Britische Indie-Exporte und echter Hip Hop. Leisere, unverzerrtere und poppigere Klänge waren am Festival-Mittwoch die Alternative zum rockigen Dienstag-Programm auf der Space Stage.

Von Mario Kern. Update am 18. August 2017 (08:52)

Die sympathische Rapperin Fiva startete nachmittags gekonnt den Bandreigen und übergab an den „britischen Block“: die Indie-Folker von Bear’s Den, Sängerin Anne-Marie, Pop-Elfe Birdy, Feel-good-Songwriter George Ezra und die Frequency-Heimkehrer Placebo, bevor Bilderbuch für den deutschsprachigen Abschluss auf der Space Stage sorgten.

Birdy sorgte gesanglich und an den Tasten für romantische Stimmung beim deutlich zahlreicheren Publikums als noch am Tag zuvor. Mit Songs wie „Breathe“ wusste die erst 21-Jährige zu begeistern. Nach einem „Austin Powers“-Intro bescherte George Ezra mit seinem nicht weniger romantischen Feel-good-Pop für Schwärmerei und gute Laune. Die Zuhörerschaft hatte Ezra auf seiner Seite, landete doch der Brite mit seinem Song „Budapest“ in Österreich sogar auf Platz 1 der Charts.

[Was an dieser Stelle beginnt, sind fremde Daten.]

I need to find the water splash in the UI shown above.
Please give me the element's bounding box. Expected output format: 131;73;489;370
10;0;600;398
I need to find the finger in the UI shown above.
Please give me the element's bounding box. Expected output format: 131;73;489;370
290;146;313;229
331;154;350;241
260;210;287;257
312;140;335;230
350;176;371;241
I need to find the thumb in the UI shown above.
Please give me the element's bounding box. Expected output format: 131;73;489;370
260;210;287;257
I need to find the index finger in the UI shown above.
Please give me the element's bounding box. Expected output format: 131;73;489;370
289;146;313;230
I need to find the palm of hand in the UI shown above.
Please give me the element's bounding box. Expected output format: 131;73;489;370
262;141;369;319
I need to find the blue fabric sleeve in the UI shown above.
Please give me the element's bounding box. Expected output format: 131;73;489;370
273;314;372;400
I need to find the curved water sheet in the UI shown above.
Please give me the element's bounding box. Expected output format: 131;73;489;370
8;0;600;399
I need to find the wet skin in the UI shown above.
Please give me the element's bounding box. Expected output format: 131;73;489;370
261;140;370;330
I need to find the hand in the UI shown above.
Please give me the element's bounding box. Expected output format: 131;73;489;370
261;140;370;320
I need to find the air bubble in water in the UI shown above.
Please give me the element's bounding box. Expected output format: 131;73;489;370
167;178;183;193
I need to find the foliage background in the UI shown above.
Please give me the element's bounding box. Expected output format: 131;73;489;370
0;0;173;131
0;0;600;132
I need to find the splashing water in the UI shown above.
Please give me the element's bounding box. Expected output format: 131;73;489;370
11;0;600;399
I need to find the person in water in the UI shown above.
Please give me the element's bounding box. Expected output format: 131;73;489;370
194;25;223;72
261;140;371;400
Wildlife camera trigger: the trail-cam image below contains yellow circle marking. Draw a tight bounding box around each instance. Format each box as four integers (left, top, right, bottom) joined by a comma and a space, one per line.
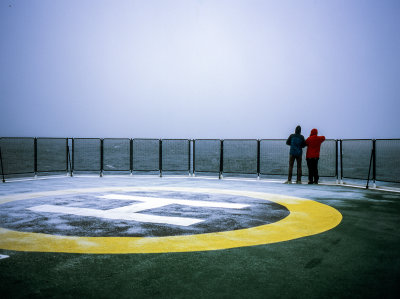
0, 187, 342, 254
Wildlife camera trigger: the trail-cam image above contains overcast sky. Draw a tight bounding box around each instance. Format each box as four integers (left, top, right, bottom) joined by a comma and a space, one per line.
0, 0, 400, 139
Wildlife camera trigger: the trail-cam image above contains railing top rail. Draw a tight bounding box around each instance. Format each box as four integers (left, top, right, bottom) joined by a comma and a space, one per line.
102, 137, 131, 140
132, 138, 161, 140
339, 138, 374, 141
193, 138, 222, 141
221, 139, 258, 141
161, 138, 191, 141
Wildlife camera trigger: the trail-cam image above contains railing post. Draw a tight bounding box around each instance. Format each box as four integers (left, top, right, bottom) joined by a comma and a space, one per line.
372, 139, 376, 188
257, 140, 261, 180
65, 138, 69, 176
100, 139, 104, 177
193, 139, 196, 176
340, 139, 343, 184
129, 138, 133, 175
158, 139, 162, 178
0, 147, 6, 183
188, 139, 191, 176
335, 139, 339, 184
219, 139, 224, 179
71, 138, 75, 176
33, 137, 37, 179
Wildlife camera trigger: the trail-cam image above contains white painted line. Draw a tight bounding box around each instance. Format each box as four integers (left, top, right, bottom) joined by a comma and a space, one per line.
28, 205, 204, 226
28, 194, 249, 226
98, 194, 249, 209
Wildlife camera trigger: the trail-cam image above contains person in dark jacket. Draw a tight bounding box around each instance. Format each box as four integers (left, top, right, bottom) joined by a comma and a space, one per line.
306, 129, 325, 184
285, 126, 306, 184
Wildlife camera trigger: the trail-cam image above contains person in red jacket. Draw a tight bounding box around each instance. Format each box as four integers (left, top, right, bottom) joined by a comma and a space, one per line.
306, 129, 325, 184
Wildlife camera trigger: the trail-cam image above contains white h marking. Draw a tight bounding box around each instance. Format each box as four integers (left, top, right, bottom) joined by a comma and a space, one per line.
28, 194, 249, 226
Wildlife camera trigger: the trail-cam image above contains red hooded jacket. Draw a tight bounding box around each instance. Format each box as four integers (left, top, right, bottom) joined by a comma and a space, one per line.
306, 129, 325, 158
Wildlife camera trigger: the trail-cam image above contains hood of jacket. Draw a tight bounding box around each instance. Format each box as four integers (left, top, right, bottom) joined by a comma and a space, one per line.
310, 129, 318, 136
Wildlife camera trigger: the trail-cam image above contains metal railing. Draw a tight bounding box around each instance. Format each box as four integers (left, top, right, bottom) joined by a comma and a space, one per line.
0, 137, 400, 185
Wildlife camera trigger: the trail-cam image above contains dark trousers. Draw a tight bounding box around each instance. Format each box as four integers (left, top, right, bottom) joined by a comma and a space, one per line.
288, 155, 302, 181
307, 158, 319, 183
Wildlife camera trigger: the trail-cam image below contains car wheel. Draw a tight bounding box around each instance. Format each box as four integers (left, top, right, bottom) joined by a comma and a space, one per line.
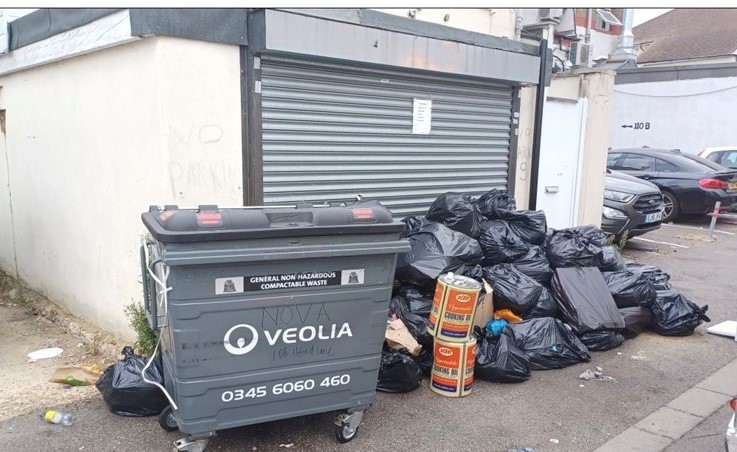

Placebo mussten nach ihrem Wiedergutmach-Auftritt vor drei Jahren (sie brachen 2012 nach nur einem Song ihr Konzert ab) das Publikum eigentlich nicht mehr überzeugen, zeigten sich dennoch in guter Form. Das britische Trio spielte sich durch die Diskographie und ließ keine Wünsche offen. Für die schmachtende Fanschar gab es natürlich auch das obligatorische Kate Bush-Cover „Running up that hill“.

Bilderbuch erfreuten nach ihrem Auftritt im Vorjahr erneut das Frequency, diesmal als Headliner der Space Stage. Abgesehen von der neuen Haarfarbe von Sänger Maurice Ernst war das Programm souverän wie auch 2016 und sorgte bei den geneigten Fans für Entzücken. Einmal bewiesen die Österreicher, warum sie mit ihrem einzigartigen Stil und viel Schmäh die Herzen gewinnen.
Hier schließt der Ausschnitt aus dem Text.